Выбрать главу

— Ой, девочки, девочки, ну я не буду смотреть, когда вы колете, не буду, не буду, — затараторила она, — сами всё, я только скажу.

Ладно. Мы зажгли свечку, яблоко пополам разрезали. Я погрела булавочную иглу над огнём, это такая дезинфекция. Подула на неё, чтобы остыла. Олька приложила половинку яблока к мочке, с той стороны. Я подняла руку с булавкой.

— А-а-а-а! — заорала Олька. Хорошо, что я ничего не успела сделать. Что рука у меня далеко была. Могла бы промахнуться из-за громких звуков. Быть бы Ольке совсем без уха. Или без глаза.
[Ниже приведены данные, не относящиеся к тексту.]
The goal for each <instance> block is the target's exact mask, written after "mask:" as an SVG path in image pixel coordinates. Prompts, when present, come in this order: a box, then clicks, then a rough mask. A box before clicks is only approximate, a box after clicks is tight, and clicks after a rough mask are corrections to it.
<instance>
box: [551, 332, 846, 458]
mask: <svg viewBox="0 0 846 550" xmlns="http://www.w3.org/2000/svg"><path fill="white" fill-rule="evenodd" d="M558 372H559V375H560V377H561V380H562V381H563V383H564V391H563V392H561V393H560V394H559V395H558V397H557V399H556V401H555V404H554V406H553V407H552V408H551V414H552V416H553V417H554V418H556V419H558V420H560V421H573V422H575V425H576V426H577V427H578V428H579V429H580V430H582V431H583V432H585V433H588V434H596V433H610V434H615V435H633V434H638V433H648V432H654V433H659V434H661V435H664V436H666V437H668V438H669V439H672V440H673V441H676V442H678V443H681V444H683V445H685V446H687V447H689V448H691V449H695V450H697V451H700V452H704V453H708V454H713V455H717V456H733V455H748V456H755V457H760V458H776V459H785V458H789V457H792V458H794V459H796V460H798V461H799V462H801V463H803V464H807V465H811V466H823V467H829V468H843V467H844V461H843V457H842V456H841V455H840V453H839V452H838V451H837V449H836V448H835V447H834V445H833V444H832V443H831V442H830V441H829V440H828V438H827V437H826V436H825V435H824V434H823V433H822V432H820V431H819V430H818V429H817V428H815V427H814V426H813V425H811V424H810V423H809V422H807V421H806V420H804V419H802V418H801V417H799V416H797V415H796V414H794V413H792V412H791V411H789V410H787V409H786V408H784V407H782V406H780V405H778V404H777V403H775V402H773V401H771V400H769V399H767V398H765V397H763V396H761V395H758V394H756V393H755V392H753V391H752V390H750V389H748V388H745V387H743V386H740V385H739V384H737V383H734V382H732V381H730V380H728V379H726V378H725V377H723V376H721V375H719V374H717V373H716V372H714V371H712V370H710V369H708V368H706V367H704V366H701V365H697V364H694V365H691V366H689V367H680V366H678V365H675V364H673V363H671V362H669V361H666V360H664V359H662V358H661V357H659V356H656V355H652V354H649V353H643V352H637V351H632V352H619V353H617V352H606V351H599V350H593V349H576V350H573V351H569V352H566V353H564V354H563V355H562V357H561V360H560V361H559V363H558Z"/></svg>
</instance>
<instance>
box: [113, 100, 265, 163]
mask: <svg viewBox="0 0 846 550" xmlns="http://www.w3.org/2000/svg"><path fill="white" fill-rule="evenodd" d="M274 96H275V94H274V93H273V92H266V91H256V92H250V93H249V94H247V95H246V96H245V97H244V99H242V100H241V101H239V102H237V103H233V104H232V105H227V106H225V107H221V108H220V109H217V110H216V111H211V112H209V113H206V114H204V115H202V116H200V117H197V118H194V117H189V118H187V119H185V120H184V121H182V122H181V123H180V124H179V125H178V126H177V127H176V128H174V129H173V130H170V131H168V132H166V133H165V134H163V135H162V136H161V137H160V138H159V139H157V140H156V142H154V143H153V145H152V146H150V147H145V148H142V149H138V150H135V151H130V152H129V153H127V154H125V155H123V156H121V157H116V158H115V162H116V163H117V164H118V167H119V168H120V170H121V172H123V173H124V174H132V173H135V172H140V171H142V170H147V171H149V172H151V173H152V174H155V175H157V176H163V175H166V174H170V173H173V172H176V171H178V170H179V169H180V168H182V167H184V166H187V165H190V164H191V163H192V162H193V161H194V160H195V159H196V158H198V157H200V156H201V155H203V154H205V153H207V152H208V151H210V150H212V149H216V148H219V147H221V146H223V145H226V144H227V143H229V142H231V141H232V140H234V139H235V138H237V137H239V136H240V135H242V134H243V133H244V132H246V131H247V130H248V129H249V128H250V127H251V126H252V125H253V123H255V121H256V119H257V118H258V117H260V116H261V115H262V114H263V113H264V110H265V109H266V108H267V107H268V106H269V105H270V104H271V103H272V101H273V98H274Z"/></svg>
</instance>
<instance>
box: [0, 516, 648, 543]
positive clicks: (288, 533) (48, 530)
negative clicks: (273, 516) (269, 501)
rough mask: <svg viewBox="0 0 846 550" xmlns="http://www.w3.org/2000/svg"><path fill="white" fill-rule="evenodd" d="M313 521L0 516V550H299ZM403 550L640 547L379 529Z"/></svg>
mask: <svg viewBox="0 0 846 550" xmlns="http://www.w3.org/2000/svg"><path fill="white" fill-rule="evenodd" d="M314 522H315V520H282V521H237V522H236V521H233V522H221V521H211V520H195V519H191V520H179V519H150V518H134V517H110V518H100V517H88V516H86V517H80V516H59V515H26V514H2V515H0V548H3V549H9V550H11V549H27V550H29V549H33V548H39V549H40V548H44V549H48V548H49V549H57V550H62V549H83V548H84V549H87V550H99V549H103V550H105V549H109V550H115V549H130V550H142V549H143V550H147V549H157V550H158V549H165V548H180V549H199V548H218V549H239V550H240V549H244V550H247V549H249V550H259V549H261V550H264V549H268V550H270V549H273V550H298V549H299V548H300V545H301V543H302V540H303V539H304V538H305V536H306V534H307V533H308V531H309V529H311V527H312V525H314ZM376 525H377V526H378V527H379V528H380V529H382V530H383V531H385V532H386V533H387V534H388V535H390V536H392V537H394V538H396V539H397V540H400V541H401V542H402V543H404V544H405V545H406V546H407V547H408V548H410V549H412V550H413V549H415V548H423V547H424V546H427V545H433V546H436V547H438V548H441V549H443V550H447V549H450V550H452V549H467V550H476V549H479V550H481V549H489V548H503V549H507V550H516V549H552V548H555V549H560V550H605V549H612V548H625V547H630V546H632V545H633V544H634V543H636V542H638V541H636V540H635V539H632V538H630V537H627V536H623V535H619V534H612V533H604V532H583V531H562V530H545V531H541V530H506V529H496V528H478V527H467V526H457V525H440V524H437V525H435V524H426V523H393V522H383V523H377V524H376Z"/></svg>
Я тоже заорала:

— Чего вопишь?

— Я тоже сначала орала, страшно же, — сказала Кондрашкина, — мне мамка рот даже хотела завязать. Девочки, девочки, Я же совсем забыла! Самое главное! Надо же точки нарисовать!

— Какие точки ещё? — вмешался Пашка.

— Мама йодом мне точки рисовала. Чтобы видеть, куда иголку тыкать. Только надо сначала себя за уши пощипать, чтобы понять, где в них меньше крови. Где не болит, там и надо колоть.
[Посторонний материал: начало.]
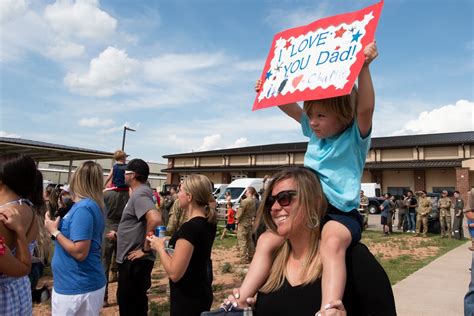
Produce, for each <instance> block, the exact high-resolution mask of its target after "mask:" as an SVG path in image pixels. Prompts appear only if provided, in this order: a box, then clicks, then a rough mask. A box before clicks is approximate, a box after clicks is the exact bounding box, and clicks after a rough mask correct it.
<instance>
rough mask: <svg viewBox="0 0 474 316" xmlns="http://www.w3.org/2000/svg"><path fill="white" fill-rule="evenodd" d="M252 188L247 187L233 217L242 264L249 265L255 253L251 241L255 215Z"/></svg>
mask: <svg viewBox="0 0 474 316" xmlns="http://www.w3.org/2000/svg"><path fill="white" fill-rule="evenodd" d="M256 193H257V191H256V190H255V188H254V187H248V188H247V191H246V192H245V195H246V198H245V199H244V200H242V201H241V202H240V206H239V209H238V210H237V214H236V215H235V222H236V224H237V241H238V244H239V250H240V256H241V258H242V262H244V263H250V261H251V260H252V257H253V254H254V252H255V245H254V242H253V239H252V225H253V219H254V217H255V215H256V214H257V203H256V199H255V194H256Z"/></svg>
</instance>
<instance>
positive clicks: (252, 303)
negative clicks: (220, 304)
mask: <svg viewBox="0 0 474 316" xmlns="http://www.w3.org/2000/svg"><path fill="white" fill-rule="evenodd" d="M223 305H225V306H230V305H232V306H234V307H240V308H245V307H250V308H251V309H253V308H254V307H255V298H253V297H247V298H246V299H243V298H241V297H240V292H239V289H233V290H232V294H231V295H229V296H228V297H227V300H225V301H224V303H223Z"/></svg>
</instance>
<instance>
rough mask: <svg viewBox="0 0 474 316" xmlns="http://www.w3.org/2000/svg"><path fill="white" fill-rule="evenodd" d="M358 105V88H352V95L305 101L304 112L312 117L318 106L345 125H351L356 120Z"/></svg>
mask: <svg viewBox="0 0 474 316" xmlns="http://www.w3.org/2000/svg"><path fill="white" fill-rule="evenodd" d="M356 105H357V87H356V86H354V87H353V88H352V91H351V94H346V95H343V96H340V97H333V98H328V99H321V100H309V101H304V104H303V110H304V111H305V113H306V115H307V116H308V117H311V114H312V111H313V109H314V108H315V107H316V106H318V107H320V108H321V107H322V108H324V109H325V110H327V111H329V112H331V113H334V114H335V115H336V116H337V118H338V119H339V120H340V121H341V123H343V124H344V125H346V126H347V125H349V124H350V123H351V122H352V120H353V119H354V115H355V108H356Z"/></svg>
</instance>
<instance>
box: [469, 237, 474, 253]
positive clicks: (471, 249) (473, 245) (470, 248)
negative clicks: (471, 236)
mask: <svg viewBox="0 0 474 316" xmlns="http://www.w3.org/2000/svg"><path fill="white" fill-rule="evenodd" d="M469 250H471V251H474V238H471V247H469Z"/></svg>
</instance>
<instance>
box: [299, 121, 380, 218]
mask: <svg viewBox="0 0 474 316" xmlns="http://www.w3.org/2000/svg"><path fill="white" fill-rule="evenodd" d="M300 122H301V129H302V131H303V135H305V136H306V137H309V142H308V148H307V149H306V153H305V156H304V165H305V167H308V168H311V169H313V170H314V171H315V172H316V173H317V174H318V176H319V180H320V181H321V186H322V189H323V192H324V194H325V195H326V198H327V200H328V202H329V203H331V204H332V205H333V206H335V207H336V208H338V209H339V210H341V211H343V212H350V211H351V210H353V209H357V208H358V207H359V203H360V182H361V178H362V172H363V171H364V165H365V159H366V157H367V153H368V152H369V149H370V137H371V132H372V131H371V130H370V131H369V134H368V135H367V136H366V137H365V138H362V137H361V135H360V131H359V126H358V124H357V119H354V120H353V123H351V125H350V126H349V127H348V128H346V129H345V130H344V131H343V132H342V133H341V134H339V135H337V136H334V137H329V138H324V139H320V138H318V137H317V136H316V134H315V133H314V132H313V130H312V129H311V126H310V123H309V118H308V116H307V115H306V114H305V113H303V115H302V116H301V120H300Z"/></svg>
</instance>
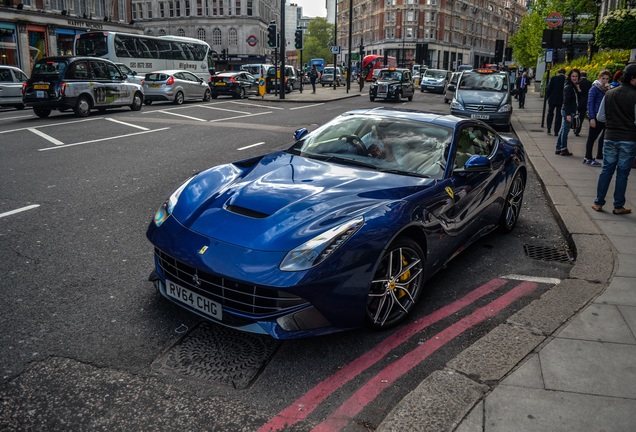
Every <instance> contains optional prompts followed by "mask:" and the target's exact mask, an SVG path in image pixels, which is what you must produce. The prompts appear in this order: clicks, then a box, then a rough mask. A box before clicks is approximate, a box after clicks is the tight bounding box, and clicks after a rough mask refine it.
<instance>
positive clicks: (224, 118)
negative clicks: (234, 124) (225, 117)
mask: <svg viewBox="0 0 636 432" xmlns="http://www.w3.org/2000/svg"><path fill="white" fill-rule="evenodd" d="M271 113H272V112H271V111H265V112H262V113H257V114H247V115H244V116H235V117H228V118H224V119H216V120H210V123H214V122H217V121H226V120H234V119H237V118H245V117H255V116H257V115H263V114H271Z"/></svg>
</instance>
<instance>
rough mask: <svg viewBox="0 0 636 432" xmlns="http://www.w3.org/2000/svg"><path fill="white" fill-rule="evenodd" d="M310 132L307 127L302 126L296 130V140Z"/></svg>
mask: <svg viewBox="0 0 636 432" xmlns="http://www.w3.org/2000/svg"><path fill="white" fill-rule="evenodd" d="M308 133H309V130H307V128H300V129H296V130H295V131H294V140H296V141H300V140H301V139H302V138H303V137H304V136H305V135H307V134H308Z"/></svg>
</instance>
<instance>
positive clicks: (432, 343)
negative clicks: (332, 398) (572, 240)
mask: <svg viewBox="0 0 636 432" xmlns="http://www.w3.org/2000/svg"><path fill="white" fill-rule="evenodd" d="M538 286H539V285H538V284H537V283H534V282H522V283H520V284H519V285H517V286H516V287H514V288H513V289H511V290H510V291H508V292H507V293H505V294H503V295H502V296H500V297H499V298H497V299H495V300H493V301H492V302H490V303H489V304H487V305H486V306H483V307H481V308H479V309H477V310H476V311H474V312H473V313H471V314H470V315H468V316H465V317H464V318H462V319H460V320H459V321H457V322H456V323H455V324H451V325H450V326H448V327H446V328H445V329H444V330H442V331H441V332H439V333H437V334H436V335H434V336H431V338H429V339H428V340H427V341H426V342H424V343H422V344H421V345H419V346H418V347H417V348H415V349H413V350H412V351H410V352H408V353H406V354H405V355H404V356H402V357H400V358H399V359H398V360H396V361H394V362H393V363H391V364H389V365H387V366H386V367H385V368H384V369H383V370H381V371H380V372H378V373H377V374H376V375H375V376H374V377H372V378H371V379H369V380H368V381H367V382H366V384H364V385H363V386H362V387H360V388H359V389H358V390H357V391H356V392H355V393H354V394H353V395H352V396H351V397H349V398H348V399H347V400H346V401H345V402H344V403H343V404H342V405H340V407H339V408H338V409H337V410H336V411H335V412H334V413H333V414H331V415H330V416H329V417H327V418H326V419H325V420H324V421H323V422H322V423H320V424H319V425H318V426H316V427H315V428H313V429H312V432H323V431H324V432H332V431H339V430H341V429H342V428H344V427H345V426H347V424H348V423H349V422H350V421H351V420H352V419H353V418H354V417H355V416H356V415H357V414H359V413H360V412H361V411H362V409H363V408H364V407H366V406H367V405H368V404H369V403H371V402H373V400H375V398H377V397H378V396H379V395H380V393H382V391H383V390H385V389H386V388H388V387H390V386H391V385H393V384H394V383H395V382H396V381H397V380H398V379H399V378H401V377H402V376H404V375H405V374H406V373H407V372H409V371H410V370H412V369H413V368H414V367H416V366H417V365H419V364H420V363H422V362H423V361H424V360H425V359H427V358H428V357H429V356H430V355H432V354H434V353H435V352H436V351H437V350H438V349H440V348H442V347H443V346H444V345H446V344H447V343H449V342H450V341H452V340H453V339H455V338H456V337H458V336H461V335H462V334H463V333H464V332H466V331H467V330H470V329H471V328H473V327H475V326H476V325H478V324H481V323H482V322H484V321H486V320H487V319H489V318H493V317H494V316H495V315H496V314H497V313H499V312H500V311H502V310H503V309H504V308H506V307H508V306H510V305H511V304H512V303H514V302H515V301H517V300H519V299H520V298H522V297H525V296H526V295H528V294H530V293H532V292H533V291H534V290H536V289H537V288H538Z"/></svg>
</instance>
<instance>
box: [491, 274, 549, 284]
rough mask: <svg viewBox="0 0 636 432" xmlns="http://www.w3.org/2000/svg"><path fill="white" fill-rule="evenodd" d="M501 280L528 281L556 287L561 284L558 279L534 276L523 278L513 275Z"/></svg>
mask: <svg viewBox="0 0 636 432" xmlns="http://www.w3.org/2000/svg"><path fill="white" fill-rule="evenodd" d="M502 278H503V279H512V280H521V281H528V282H536V283H545V284H552V285H557V284H560V283H561V279H558V278H542V277H536V276H525V275H515V274H512V275H506V276H502Z"/></svg>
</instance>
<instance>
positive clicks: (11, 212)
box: [0, 204, 40, 218]
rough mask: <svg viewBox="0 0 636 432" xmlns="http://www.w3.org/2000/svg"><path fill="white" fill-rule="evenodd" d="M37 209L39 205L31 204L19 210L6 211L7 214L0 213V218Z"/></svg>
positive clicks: (38, 206)
mask: <svg viewBox="0 0 636 432" xmlns="http://www.w3.org/2000/svg"><path fill="white" fill-rule="evenodd" d="M38 207H40V204H33V205H30V206H26V207H22V208H19V209H15V210H11V211H8V212H5V213H0V218H3V217H5V216H11V215H12V214H16V213H20V212H23V211H27V210H32V209H34V208H38Z"/></svg>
Хорошая идея. Мы стали себя щипать. Олька всё морщилась, ей везде было больно. Мне тоже, но я виду не показывала. Нарисовали мы себе точки, своими обычными школьными ручками. Олька вдруг начала хохотать, как будто её щекочут. Никак остановиться не может, я даже испугалась. Кондрашкина взяла портфель — и как шарахнет им по стулу. Фигась! Говорит:

— Так надо всегда. Когда такое.

Олька перестала смеяться, но я всё равно боялась, как она мне будет уши прокалывать. Вдруг захохочет? Пашка рвался помочь, но мы решили, что проколем сами друг другу.

Сначала я. Надька закрывала Олькин рот рукой, а Пашка Ольку держал за плечи, чтобы не дёргалась. Объяснял:

— Тебе же лучше будет. А то Маринка ещё промахнётся.

И смотрел на неё как-то, будто она ему младшая сестра. А у неё глаза были — каждый с пятак, пять рублей железных. Я руку с булавкой к самой точке поднесла, зажмурилась… И — раз! — проколола. Даже сама не поняла как. Сразу же вдела в дыру серёжку. А вот второе ухо почувствовала. Как иголка через мягкое проходит. А потом в твёрдое яблоко залезает. Смотрю — у Ольки слёзы в глазах. Больно! Хоть она и выбирала место, где крови нет.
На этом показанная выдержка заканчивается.